You can use the built-in \seq_shuffle:N command from the kernel to shuffle items and then use \seq_map_inline:Nn to map the items to your list.

Here's a version that puts everything into a single command. If you prefer you could make the command just do the shuffling and mapping and insert that command inside each list environment.

\documentclass{article}
\ExplSyntaxOn
\seq_new:N \l_denis_shuffle_items_seq
\NewDocumentCommand{\shuffleitems}{m}{
    \seq_set_from_clist:Nn \l_denis_shuffle_items_seq {#1}
    \seq_shuffle:N \l_denis_shuffle_items_seq
    \begin{enumerate}
    \seq_map_inline:Nn \l_denis_shuffle_items_seq {\item ##1}
    \end{enumerate}
} 
\ExplSyntaxOff
\begin{document}
\shuffleitems{pigs, cows,rabbits,gnus}
\end{document}

possible output of code

In your specific use case, if you want the enumerated items as a comma separated list inserted in running text rather than an enumeration, you can use the \seq_use:Nnnn macro to do that. This is a very nice macro which takes a sequence and then 3 arguments corresponding to the elements you want between 2, more than two, and the final 2 elements.

\documentclass{article}
\ExplSyntaxOn
\seq_new:N \l_denis_shuffle_questions_seq
\NewDocumentCommand{\shuffleitems}{m}{
    \seq_set_from_clist:Nn \l_denis_shuffle_questions_seq {#1}
    \seq_shuffle:N \l_denis_shuffle_questions_seq
    \seq_use:Nnnn \l_denis_shuffle_questions_seq {~and~}{,~}{,~and~}
}

\ExplSyntaxOff
\begin{document}
The \shuffleitems{pigs, cows,rabbits,gnus} all live in perfect harmony.
\end{document}

possible output of second example

6
  • Your solution is very elegant. Will test it more extensively. But thanks a lot for the very nice solution.
    – Denis
    Commented Nov 19, 2023 at 20:35
  • @Denis I've added a version that is closer to your actual use case.
    – Alan Munn
    Commented Nov 19, 2023 at 20:47
  • I can't help thinking TeX is not the easiest solution!
    – cfr
    Commented Nov 20, 2023 at 2:30
  • @cfr I don't know, this is pretty simple!

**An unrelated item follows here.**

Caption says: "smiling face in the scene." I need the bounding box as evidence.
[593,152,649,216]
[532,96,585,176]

It would definitely depend on the use case. I have a problem set that randomizes 5 macros using lua code, and it's more complicated than this. So much so that I'll probably rewrite it using this method. But I'm not going to have TeX randomize my experimental stimuli... :)
    – Alan Munn
    Commented Nov 20, 2023 at 2:42
  • I suppose it's just that I've never done it this way. It seems a lot of bother, I guess.
    – cfr
    Commented Nov 20, 2023 at 2:49
1

A way using knitr:

MWE

MWE.Rnw (Rstudio) or MWE.Rtex (Overleaf):

\documentclass{article}
\begin{document}
<<echo=F,>>=
v <- c("pigs","cows","rabbits","gnus")
@
\begin{itemize} 
\item I have \Sexpr{combine_words(sample(v))}
\item You have \Sexpr{combine_words(sample(v))}
\item He has \Sexpr{combine_words(sample(v))}
\item We have  
<<foo, echo=F,results='asis'>>=
cat("\\begin{itemize}\\item ")
cat(sample(v), sep="\n\\item ")
cat("\\end{itemize} ")
@
\item They have  
<<morefoo, echo=F,results='asis'>>=
<<foo>>
@
\end{itemize} 
\end{document}
1
  • Also nice using a different path. Thanks for this.